No final do século XIX e início do século XX, a crítica anarquista do Estado liberal – de que o Estado de direito era, em última análise, baseado na violência arbitrária e, no limite, simplesmente uma versão secularizada de um Deus todo-poderoso capaz de criar moralidade por estar fora dela – foi levada tão a sério por defensores do Estado que teóricos de direita como Carl Schmitt acabaram inventando a armadura intelectual para o fascismo. Schmitt termina sua obra mais famosa, Teologia Política, com uma reclamação contra Bakunin, cuja rejeição do “decisionismo” – a autoridade arbitrária para criar uma ordem jurídica, mas, portanto, também para colocá-la de lado – era, em última instância, ele afirmou, tão arbitrária quanto a autoridade a que Bakunin afirmava estar se opondo. A própria concepção da teologia política de Schmitt, fundamental para quase todo pensamento contemporâneo de Direita, foi uma tentativa de responder a “Deus e o Estado” de Bakunin.

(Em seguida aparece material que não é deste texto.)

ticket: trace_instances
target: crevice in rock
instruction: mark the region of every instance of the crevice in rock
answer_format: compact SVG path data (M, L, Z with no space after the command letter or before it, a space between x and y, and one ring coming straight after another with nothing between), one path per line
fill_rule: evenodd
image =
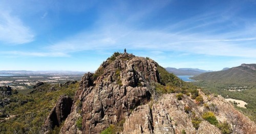
M150 123L151 125L151 129L152 129L152 132L154 132L153 115L152 114L152 109L151 109L151 108L150 108L150 117L151 118L151 120L150 120Z

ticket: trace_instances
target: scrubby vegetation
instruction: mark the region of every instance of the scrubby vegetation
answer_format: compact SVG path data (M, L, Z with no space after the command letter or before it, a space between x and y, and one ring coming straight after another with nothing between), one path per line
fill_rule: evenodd
M53 86L58 90L50 91ZM2 119L0 121L1 133L40 133L42 124L58 97L66 94L73 98L78 86L78 83L68 87L46 83L33 93L29 93L29 91L23 91L10 96L10 104L4 107L10 115L9 118ZM27 103L22 104L24 101ZM59 128L55 128L52 133L57 133L56 131L59 130Z
M203 114L202 117L215 126L217 126L219 123L214 113L211 111L204 113Z
M201 87L204 93L211 93L216 95L221 95L226 98L232 98L243 100L247 103L245 105L247 108L238 107L235 107L243 114L248 116L250 119L256 122L256 85L255 83L250 83L248 85L247 90L241 92L230 92L227 89L230 86L242 86L241 84L227 84L225 82L216 82L214 81L199 81L194 82L195 85Z
M198 96L198 88L189 82L186 82L173 74L170 74L164 68L158 65L158 70L161 76L161 84L155 84L156 91L159 94L178 93L176 97L181 100L183 95L191 96L194 99Z

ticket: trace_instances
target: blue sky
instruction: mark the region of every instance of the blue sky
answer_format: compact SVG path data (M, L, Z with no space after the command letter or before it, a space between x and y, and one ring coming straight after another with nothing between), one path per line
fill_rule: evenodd
M93 71L124 48L163 67L256 63L256 1L0 1L0 70Z

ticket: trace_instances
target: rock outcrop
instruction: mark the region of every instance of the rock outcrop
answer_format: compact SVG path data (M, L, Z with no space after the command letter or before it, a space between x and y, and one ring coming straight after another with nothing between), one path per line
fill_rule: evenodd
M158 95L155 85L161 84L158 67L148 58L115 53L95 74L88 73L82 78L59 133L99 133L111 125L124 122L120 133L221 133L216 125L203 119L207 111L214 113L219 122L229 124L232 124L228 114L233 113L242 122L238 131L256 132L254 122L220 96L206 96L199 91L203 100L199 103L191 94L182 95L179 100L177 93ZM53 111L48 118L57 115ZM46 122L51 122L48 120ZM50 128L53 124L47 124Z
M60 96L55 106L47 117L43 126L42 133L49 133L55 126L59 127L70 114L73 100L67 95Z
M241 66L249 68L254 71L256 71L256 64L242 64Z

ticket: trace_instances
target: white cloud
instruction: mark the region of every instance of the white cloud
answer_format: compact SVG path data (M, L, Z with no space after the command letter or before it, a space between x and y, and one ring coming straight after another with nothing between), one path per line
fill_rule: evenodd
M44 13L44 14L42 15L42 16L41 16L41 18L42 18L42 19L45 18L47 16L47 15L48 15L48 13L45 12L45 13Z
M33 56L33 57L69 57L66 53L61 52L26 52L26 51L6 51L0 52L0 54L4 56L9 57L20 57L20 56Z
M0 10L0 41L9 44L23 44L32 41L34 35L17 17Z

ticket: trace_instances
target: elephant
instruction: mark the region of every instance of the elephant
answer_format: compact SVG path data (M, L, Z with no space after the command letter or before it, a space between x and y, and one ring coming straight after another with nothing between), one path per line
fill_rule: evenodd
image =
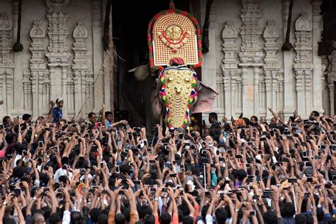
M180 68L179 69L182 71L182 68ZM188 69L188 71L190 71L186 67L183 68L183 69ZM179 72L179 70L177 71L177 72ZM138 106L134 106L132 108L132 111L131 111L130 113L132 114L133 112L133 117L135 117L135 116L134 113L135 113L136 111L134 111L134 110L137 110L137 113L141 114L140 116L142 116L144 118L144 119L140 120L142 121L144 121L143 120L145 120L145 126L149 130L149 133L151 133L151 128L153 126L153 125L160 123L161 118L164 118L167 125L168 118L167 113L164 113L167 112L167 107L164 101L162 100L162 84L160 82L162 77L157 77L157 76L155 74L150 74L150 67L148 65L140 65L128 70L128 74L126 76L134 77L134 79L133 79L131 82L130 82L130 79L129 78L126 79L125 83L124 83L124 85L125 86L130 85L133 86L132 88L125 88L126 93L128 92L126 95L128 96L128 97L127 97L128 99L128 103L131 101L129 100L130 98L133 98L133 100L134 98L137 98L138 101L135 100L135 101L138 102L134 103L134 105L136 105L137 103L142 104L141 108L139 108ZM172 72L171 71L171 72ZM196 92L196 96L194 96L192 102L190 103L190 110L189 115L187 118L185 118L185 120L186 120L184 121L186 122L187 124L190 123L190 115L192 113L210 111L212 108L212 106L215 97L218 95L218 93L215 90L213 89L211 87L208 86L203 82L198 80L196 73L194 73L194 76L196 76L196 79L194 79L195 81L194 86L194 90ZM169 85L169 82L171 79L172 79L172 82L170 89L166 86L166 89L168 89L167 94L169 95L168 91L170 91L171 94L172 92L174 92L172 94L181 95L184 89L184 84L186 84L186 80L191 82L191 80L189 79L191 77L189 77L189 78L184 77L184 80L182 80L182 77L172 76L172 77L173 78L167 78L167 86ZM136 84L131 84L132 82L135 82ZM137 93L136 95L134 94L135 92ZM188 91L185 91L185 93L186 96L189 92ZM132 97L130 97L130 96L132 96ZM169 97L169 96L166 96L167 98ZM186 98L186 96L184 96L184 98ZM128 99L125 99L125 100L127 101ZM139 103L139 102L141 102L142 103ZM179 101L178 101L178 103L179 102ZM188 101L186 101L186 103L188 103ZM184 103L186 103L186 100L184 100ZM184 105L184 103L183 104ZM184 105L176 104L176 106L178 107L185 106ZM171 106L172 107L174 103ZM170 109L170 112L173 113L174 109ZM175 111L179 110L176 109ZM179 111L181 115L182 114L182 112L184 112L183 109L180 109ZM138 114L138 116L139 116L139 114ZM137 125L136 121L135 122L135 125Z

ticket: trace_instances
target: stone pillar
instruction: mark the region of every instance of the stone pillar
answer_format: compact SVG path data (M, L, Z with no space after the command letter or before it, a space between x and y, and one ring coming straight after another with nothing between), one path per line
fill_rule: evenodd
M84 104L86 103L85 99L85 86L88 76L93 76L93 72L88 69L86 65L86 53L87 51L86 40L87 38L87 30L82 23L77 23L72 35L74 39L74 64L72 70L74 71L74 116L82 116L83 112L85 113Z
M235 59L237 50L235 40L237 37L238 35L236 29L233 27L233 23L231 21L228 21L222 32L222 39L224 42L222 44L224 59L221 65L224 82L224 107L225 108L225 116L228 117L234 116L236 111L239 111L235 103L238 103L235 99L235 93L239 94L239 97L242 97L241 92L237 92L233 89L233 86L235 84L234 79L233 79L232 77L236 77L238 70Z
M303 117L307 117L309 115L313 103L310 94L311 75L313 68L311 55L311 21L306 17L306 13L301 13L295 22L296 42L294 50L296 52L296 56L294 60L294 71L296 75L298 113Z
M47 18L49 21L48 36L50 39L46 57L48 60L50 79L50 96L54 101L62 96L64 100L63 118L67 118L67 69L69 65L70 53L68 52L67 37L69 4L70 0L58 2L45 0Z
M278 63L276 52L279 50L276 44L276 40L279 38L279 33L276 30L274 21L269 20L267 22L265 29L264 30L263 37L265 40L265 47L264 48L266 56L264 59L264 64L263 69L265 73L266 82L266 97L267 106L271 107L274 111L279 109L276 107L277 101L277 85L278 75L280 76L280 67ZM266 111L267 119L271 119L272 115L267 108ZM281 108L283 110L283 108Z
M242 43L239 52L239 66L242 69L242 113L246 117L259 116L259 79L264 80L260 77L264 74L259 74L263 54L259 42L262 32L258 21L262 15L259 4L252 1L242 1L242 6L240 35Z
M322 0L312 0L313 5L313 108L319 112L323 111L323 89L321 82L321 57L318 55L318 42L321 40L322 28L320 27L321 16L320 15Z
M336 47L336 43L334 43L334 47ZM334 82L336 81L336 66L335 66L336 62L336 50L332 52L332 59L330 61L332 62L332 67L330 72L329 72L327 76L327 83L329 86L329 97L330 97L330 115L332 116L335 114L335 84Z
M48 78L44 78L45 72L45 65L44 62L45 58L45 45L43 40L45 38L45 31L41 26L41 22L40 21L35 21L33 23L33 27L30 29L29 35L32 39L30 43L30 47L29 50L31 52L31 57L30 60L30 69L31 72L31 77L33 77L34 82L29 83L28 80L26 82L27 90L28 88L31 86L33 83L34 94L33 95L33 114L37 117L43 113L43 108L45 109L45 106L43 106L43 86L44 86L44 82L49 82ZM25 98L29 98L27 92L25 94ZM47 93L46 95L49 95ZM30 105L27 105L30 108ZM47 103L49 106L49 103Z
M102 9L101 1L91 0L91 24L92 24L92 46L93 46L93 65L94 65L94 80L96 82L96 86L103 85L103 30L102 30ZM99 77L97 79L97 77ZM101 103L103 102L102 96L103 96L103 90L102 88L94 88L94 101L91 99L94 104L86 113L91 112L92 110L99 112L101 109ZM90 93L86 93L90 95Z
M14 65L10 54L12 49L12 21L6 13L0 13L0 96L4 105L1 114L11 115L13 107L12 84Z
M282 0L282 23L284 24L284 40L287 31L287 20L289 12L290 0ZM293 28L291 29L293 30ZM293 31L291 32L291 34ZM293 43L293 38L290 38L291 43ZM284 113L285 120L293 115L295 110L294 91L295 80L293 72L293 52L291 50L284 50Z

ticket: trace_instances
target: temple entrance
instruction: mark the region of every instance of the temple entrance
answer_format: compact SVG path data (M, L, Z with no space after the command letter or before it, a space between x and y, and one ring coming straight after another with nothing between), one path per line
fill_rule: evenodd
M144 100L148 94L144 89L148 82L137 81L128 72L148 62L147 28L152 18L169 9L165 1L115 1L112 6L113 40L118 55L114 70L114 108L116 118L121 114L135 126L145 124ZM175 1L175 8L188 12L195 11L196 1ZM140 10L141 9L141 10ZM146 71L145 71L146 72Z

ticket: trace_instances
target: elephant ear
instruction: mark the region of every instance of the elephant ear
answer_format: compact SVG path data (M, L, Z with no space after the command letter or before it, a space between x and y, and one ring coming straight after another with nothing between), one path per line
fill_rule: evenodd
M216 96L219 94L215 90L198 81L197 100L194 104L192 113L211 111Z

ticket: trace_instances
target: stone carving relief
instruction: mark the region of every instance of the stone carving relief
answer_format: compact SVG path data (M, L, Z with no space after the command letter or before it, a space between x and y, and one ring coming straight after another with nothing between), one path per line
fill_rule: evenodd
M237 32L233 26L231 21L228 21L222 32L222 39L223 40L223 51L224 59L222 64L222 79L223 79L224 89L223 95L225 99L221 99L225 102L225 113L233 115L241 111L241 91L238 91L241 86L242 79L237 75L238 67L236 60L237 47L235 41L238 37Z
M311 108L312 91L312 23L303 13L295 22L294 71L298 92L298 113L307 114Z
M6 13L0 13L0 67L13 67L9 55L12 43L12 22Z
M260 63L262 57L259 38L262 32L258 25L262 17L259 4L254 2L243 2L242 14L242 27L240 35L242 43L239 53L242 63Z
M11 111L14 65L12 55L12 21L6 13L0 12L0 96L5 101L0 112L10 113ZM6 95L5 95L6 94Z
M86 64L86 53L87 51L85 41L87 38L87 30L84 23L77 23L72 35L74 39L74 64L72 70L74 75L72 78L73 84L68 87L69 91L74 91L76 101L74 103L74 113L77 114L82 110L82 105L87 99L93 99L93 83L94 74L92 70L88 69ZM86 86L89 87L86 88Z
M265 102L267 106L270 105L273 108L282 108L279 102L283 100L284 88L281 84L284 83L284 78L282 77L283 71L280 69L276 56L276 52L279 49L276 43L279 32L275 26L274 21L269 20L267 22L263 38L265 40L264 50L266 52L263 65L266 84ZM271 116L268 110L267 113L267 116Z
M32 53L30 68L40 68L44 69L45 69L45 65L44 65L44 51L45 47L43 43L43 39L45 38L45 31L41 27L40 21L34 21L29 35L32 39L32 43L30 43L31 47L29 48Z

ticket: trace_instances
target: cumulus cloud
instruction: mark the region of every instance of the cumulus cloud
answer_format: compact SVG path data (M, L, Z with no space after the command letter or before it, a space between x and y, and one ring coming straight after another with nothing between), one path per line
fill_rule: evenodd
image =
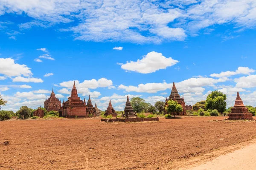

O desafio colocado por “Apoio Mútuo: Um Fator de Evolução”, de Kropotkin, sem dúvida, é ainda mais profundo, pois não se trata apenas da natureza do governo, mas da natureza da natureza – isto é, da realidade – em si.
As teorias da evolução social, o que Turgot batizou pela primeira vez de “progresso”, podem ter começado como uma forma de neutralizar o desafio da crítica indígena, mas logo tomaram uma forma mais virulenta, já que os liberais mais duros como Herbert Spencer passaram a apresentar a evolução social não apenas como uma questão de aumento da complexidade, diferenciação e integração, mas como uma espécie de luta Hobbesiana pela sobrevivência. A frase “sobrevivência do mais apto” foi na verdade cunhada em 1852 por Spencer para descrever a história humana – e em última análise, supõe-se, para justificar o genocídio e o colonialismo europeu. Só foi retomada por Darwin uns dez anos depois, quando, em “A Origem das Espécies”, ele a usou para descrever as formas de seleção natural que havia identificado em sua famosa expedição às Ilhas Galápagos. Na época em que Kropotkin estava escrevendo, nos anos 1880 e 90, as idéias de Darwin haviam sido retomadas pelos teóricos do liberalismo de mercado, mais notoriamente por seu “buldogue” Thomas Huxley, e pelo naturalista inglês Alfred Russel Wallace, para propor o que é frequentemente chamado de uma “visão gladiatorial” da história natural. As espécies se enfrentam como boxeadores em um ringue ou comerciantes de títulos em um pregão de mercado; prevalecem os fortes.